Despite the commencement of the "Shock and Awe" phase of Operation Iraqi Freedom, the 75th annual Academy Awards will proceed as planned, the show's producer said Friday.

"We're taking this day by day and hour by hour, but right now, there is a show planned for Sunday," Gil Cates said at a press conference with Academy president Frank Pierson in front of the Kodak Theater in Los Angeles.

There had been much speculation that the glitzy ceremony would be postponed, especially after actor Will Smith, who was supposed to be a presenter, backed out of the show on Thursday. And a slew of rumors circulated that Nicole Kidman and Meryl Streep, who are both nominated for awards, may also skip the event.

Kidman issued a statement Friday saying she would indeed attend the show. Streep is said to still be on the fence about the event.

Aside from Smith, Angelina Jolie, Lord of the Rings director Peter Jackson and designers Matthew Williamson and Donatella Versace have all have pulled out of the ceremony. It's been rumored that actress Cate Blanchett may also miss the ceremony.

Only extraordinary circumstances would cause the Oscars to be postponed, said Pierson, the president of the Academy of Motion Picture Arts and Sciences. However, he would not speculate how what would constitute "extraordinary."

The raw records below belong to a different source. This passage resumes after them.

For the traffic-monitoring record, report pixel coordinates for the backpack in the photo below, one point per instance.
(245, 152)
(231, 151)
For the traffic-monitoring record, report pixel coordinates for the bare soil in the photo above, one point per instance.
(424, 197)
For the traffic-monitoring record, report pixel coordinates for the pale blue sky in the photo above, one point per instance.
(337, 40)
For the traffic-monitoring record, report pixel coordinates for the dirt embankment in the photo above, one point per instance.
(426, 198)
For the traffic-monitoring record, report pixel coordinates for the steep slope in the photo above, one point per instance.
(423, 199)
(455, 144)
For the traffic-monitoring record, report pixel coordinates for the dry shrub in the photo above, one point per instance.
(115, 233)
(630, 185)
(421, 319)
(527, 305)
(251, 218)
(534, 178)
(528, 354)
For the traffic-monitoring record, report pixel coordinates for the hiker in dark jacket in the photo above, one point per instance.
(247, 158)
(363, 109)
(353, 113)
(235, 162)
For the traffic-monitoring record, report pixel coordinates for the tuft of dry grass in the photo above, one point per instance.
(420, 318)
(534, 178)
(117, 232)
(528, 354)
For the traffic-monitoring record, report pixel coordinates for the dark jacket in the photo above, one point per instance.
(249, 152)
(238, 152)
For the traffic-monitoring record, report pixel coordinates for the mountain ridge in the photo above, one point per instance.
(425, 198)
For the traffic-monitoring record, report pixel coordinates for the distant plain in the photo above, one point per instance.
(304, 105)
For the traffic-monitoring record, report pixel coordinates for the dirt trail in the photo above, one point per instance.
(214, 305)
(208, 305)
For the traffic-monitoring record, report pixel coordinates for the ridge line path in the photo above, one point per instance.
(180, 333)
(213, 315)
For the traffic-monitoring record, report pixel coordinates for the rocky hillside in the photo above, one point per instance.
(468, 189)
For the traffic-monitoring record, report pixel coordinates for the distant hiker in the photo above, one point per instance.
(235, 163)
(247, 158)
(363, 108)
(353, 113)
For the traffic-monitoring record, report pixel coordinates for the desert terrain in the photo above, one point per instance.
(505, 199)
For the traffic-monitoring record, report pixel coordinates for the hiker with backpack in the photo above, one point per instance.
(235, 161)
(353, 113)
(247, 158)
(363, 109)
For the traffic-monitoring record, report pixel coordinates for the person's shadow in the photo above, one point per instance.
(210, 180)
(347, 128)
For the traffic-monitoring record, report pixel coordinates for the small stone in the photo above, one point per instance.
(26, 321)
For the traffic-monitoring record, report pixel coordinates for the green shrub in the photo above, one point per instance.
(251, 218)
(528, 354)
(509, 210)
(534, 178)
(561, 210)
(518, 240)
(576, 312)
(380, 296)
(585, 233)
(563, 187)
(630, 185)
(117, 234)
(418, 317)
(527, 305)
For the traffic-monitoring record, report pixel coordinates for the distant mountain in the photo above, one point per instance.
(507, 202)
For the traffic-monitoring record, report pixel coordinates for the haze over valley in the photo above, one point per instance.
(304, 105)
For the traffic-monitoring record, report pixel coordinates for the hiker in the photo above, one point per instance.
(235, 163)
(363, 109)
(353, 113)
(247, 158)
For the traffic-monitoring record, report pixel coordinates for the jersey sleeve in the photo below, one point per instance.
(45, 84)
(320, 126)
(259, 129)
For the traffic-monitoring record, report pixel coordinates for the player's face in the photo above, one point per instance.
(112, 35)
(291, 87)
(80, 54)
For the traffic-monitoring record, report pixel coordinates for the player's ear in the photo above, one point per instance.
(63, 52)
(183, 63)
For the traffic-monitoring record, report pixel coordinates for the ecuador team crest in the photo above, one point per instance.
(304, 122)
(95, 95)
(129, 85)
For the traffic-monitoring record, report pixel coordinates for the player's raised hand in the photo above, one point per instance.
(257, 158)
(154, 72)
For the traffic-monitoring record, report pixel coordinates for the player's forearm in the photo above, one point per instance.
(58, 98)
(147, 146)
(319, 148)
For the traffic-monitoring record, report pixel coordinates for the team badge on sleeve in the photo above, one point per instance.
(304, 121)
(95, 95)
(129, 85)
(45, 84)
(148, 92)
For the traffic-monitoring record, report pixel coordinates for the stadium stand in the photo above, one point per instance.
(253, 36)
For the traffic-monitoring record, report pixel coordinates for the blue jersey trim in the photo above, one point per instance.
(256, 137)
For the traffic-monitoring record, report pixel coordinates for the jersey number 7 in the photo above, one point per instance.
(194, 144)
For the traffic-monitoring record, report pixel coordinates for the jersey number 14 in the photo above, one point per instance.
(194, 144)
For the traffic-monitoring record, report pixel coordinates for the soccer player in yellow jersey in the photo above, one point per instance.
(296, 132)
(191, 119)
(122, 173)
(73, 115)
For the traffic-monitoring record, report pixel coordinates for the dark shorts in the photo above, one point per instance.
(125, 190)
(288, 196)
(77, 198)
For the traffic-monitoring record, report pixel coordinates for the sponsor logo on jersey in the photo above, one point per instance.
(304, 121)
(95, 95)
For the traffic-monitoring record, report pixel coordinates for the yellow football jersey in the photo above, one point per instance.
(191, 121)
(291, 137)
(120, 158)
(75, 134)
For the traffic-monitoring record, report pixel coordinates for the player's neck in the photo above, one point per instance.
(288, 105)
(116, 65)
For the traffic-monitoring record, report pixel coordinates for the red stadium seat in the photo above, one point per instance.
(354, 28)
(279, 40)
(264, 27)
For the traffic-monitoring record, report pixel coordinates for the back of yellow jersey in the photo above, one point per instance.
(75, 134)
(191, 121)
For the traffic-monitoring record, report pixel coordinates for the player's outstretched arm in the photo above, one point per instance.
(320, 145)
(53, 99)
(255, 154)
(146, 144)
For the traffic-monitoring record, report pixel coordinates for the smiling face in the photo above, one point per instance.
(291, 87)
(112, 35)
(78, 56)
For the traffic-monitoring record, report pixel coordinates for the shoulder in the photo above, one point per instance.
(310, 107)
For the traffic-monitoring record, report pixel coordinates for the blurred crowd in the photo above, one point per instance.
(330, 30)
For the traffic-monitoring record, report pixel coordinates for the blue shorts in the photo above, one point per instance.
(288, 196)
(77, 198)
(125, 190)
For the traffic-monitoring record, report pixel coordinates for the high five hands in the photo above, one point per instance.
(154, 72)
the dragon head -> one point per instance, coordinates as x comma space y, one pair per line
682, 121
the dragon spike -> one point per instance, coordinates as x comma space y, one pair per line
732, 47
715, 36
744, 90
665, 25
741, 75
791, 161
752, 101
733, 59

"As you saw on the last two nights, the situation is so unpredictable that we want, like the president himself, to keep our options open and to be flexible. So I'm not going to speculate under what conditions we might or might not postpone," Pierson said.

Both Cates and Pierson confirmed that rehearsals for the show were going on as usual – and said acts such as Catherine Zeta-Jones with Queen Latifah and U2 were still committed to performing.

As for what Cates called "the dopiest rumor of the week" -- that the White House called to ask that the show be postponed -- he said that was utterly false.

"They have more important things to do than that," he said.

The Oscars have been postponed three times in its history: In 1981 after President Reagan was shot, in 1968 after Martin Luther King Jr. was assassinated and in 1938 because of floods in Los Angeles.

ABC, which will air the show, said it might interrupt the broadcast for breaking news.